Kein Sonntagsfahrplan Bemerkenswert viele Busse am Reformationstag in Osnabrück unterwegs

Gute Busverbindungen gibt es in Osnabrück auch am Reformationstag. Darauf weist der Fahrgastverband Pro Bahn hin. Archivfoto: Michael GründelGute Busverbindungen gibt es in Osnabrück auch am Reformationstag. Darauf weist der Fahrgastverband Pro Bahn hin. Archivfoto: Michael Gründel
Michael Gründel

Osnabrück. Um den Feiertagsfahrplan der Stadtwerke am Reformationstag hat es einige Verwirrung gegeben. Weil der Tag im benachbarten Nordrhein-Westfalen ein normaler Werktag ist, wurde nicht der Sonntagsfahrplan in Kraft gesetzt, sondern ein dichterer Takt. Darauf weist der Fahrgastverband Pro Bahn hin.

An Feiertagen war es in der Vergangenheit mehrfach vorgekommen, dass Bahnkunden ihren Zug nicht erreichen konnten, weil die Stadtwerke die unter bahn.de genannten Anschlussverbindungen für Osnabrück gestrichen hatten. Auf diese Problematik hatte Martin Sturm, der Sprecher von Pro Bahn in Osnabrück, die Stadtwerke auch angesichts des Reformationstages hingewiesen. 

Offenbar sehr kurzfristig wurde das Dilemma abgewehrt, wie der Fahrgastverband gegenüber unserer Redaktion erklärte. Die Busverbindungen aus dem westfälischen Umland nach Osnabrück würden – teilweise nur bis zum Neumarkt – bis zum Tagesende nach dem Werktagsfahrplan (bis 18 Uhr alle 20 Minuten) bedient, da der Donnerstag in Westfalen ein Werktag ist.

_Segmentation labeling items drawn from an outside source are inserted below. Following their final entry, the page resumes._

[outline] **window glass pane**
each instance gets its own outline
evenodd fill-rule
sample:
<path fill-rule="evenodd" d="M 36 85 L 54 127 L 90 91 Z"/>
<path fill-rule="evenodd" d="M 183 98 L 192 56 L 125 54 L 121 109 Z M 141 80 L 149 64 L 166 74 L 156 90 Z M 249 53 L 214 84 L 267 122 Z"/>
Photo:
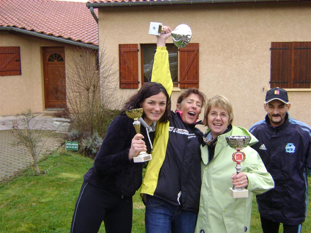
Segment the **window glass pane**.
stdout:
<path fill-rule="evenodd" d="M 153 64 L 153 52 L 156 48 L 156 45 L 143 45 L 144 82 L 147 82 L 150 77 Z"/>
<path fill-rule="evenodd" d="M 174 44 L 166 44 L 166 48 L 169 52 L 169 69 L 171 71 L 173 82 L 177 83 L 177 48 Z M 153 53 L 156 48 L 156 45 L 141 44 L 141 48 L 143 51 L 143 57 L 142 60 L 144 66 L 144 82 L 148 81 L 152 70 L 153 64 Z M 150 81 L 150 80 L 149 80 Z"/>

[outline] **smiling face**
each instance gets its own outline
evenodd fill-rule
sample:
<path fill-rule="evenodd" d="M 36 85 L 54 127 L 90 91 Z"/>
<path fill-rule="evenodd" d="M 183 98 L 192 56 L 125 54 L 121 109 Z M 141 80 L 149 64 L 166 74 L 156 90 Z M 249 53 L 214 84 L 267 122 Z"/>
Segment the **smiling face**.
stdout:
<path fill-rule="evenodd" d="M 217 107 L 211 109 L 207 115 L 207 125 L 213 138 L 225 132 L 229 124 L 229 114 L 224 109 Z"/>
<path fill-rule="evenodd" d="M 264 104 L 265 110 L 268 113 L 268 117 L 272 126 L 278 126 L 285 120 L 286 112 L 290 110 L 290 104 L 286 104 L 278 99 Z"/>
<path fill-rule="evenodd" d="M 152 122 L 160 120 L 165 111 L 166 97 L 163 92 L 146 98 L 142 103 L 142 107 L 144 110 L 143 119 L 150 126 Z"/>
<path fill-rule="evenodd" d="M 196 94 L 192 93 L 185 97 L 176 106 L 177 110 L 183 112 L 182 118 L 183 122 L 188 125 L 196 121 L 202 109 L 202 100 Z"/>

Zusätzlich sollen auf dem niedersächsischen Abschnitt ab der Stadtgrenze Osnabrück die Linienbusse nach dem Sonntagsfahrplan verkehren. Nach Auskunft der Stadtwerke gelte diese Regelung aber nur für dieses Jahr. 

Zwischen der Landesgrenze und dem Neumarkt ergebe sich am Reformationstag eine bemerkenswerte Fahrplandichte, vermerkt Martin Sturm von Pro Bahn. Schade sei allerdings, dass die Osnabrücker Verkehrsbetriebe und der Regionalverkehr Münsterland nicht vorab auf das ungewöhnlich dichte Busangebot hingewiesen hätten.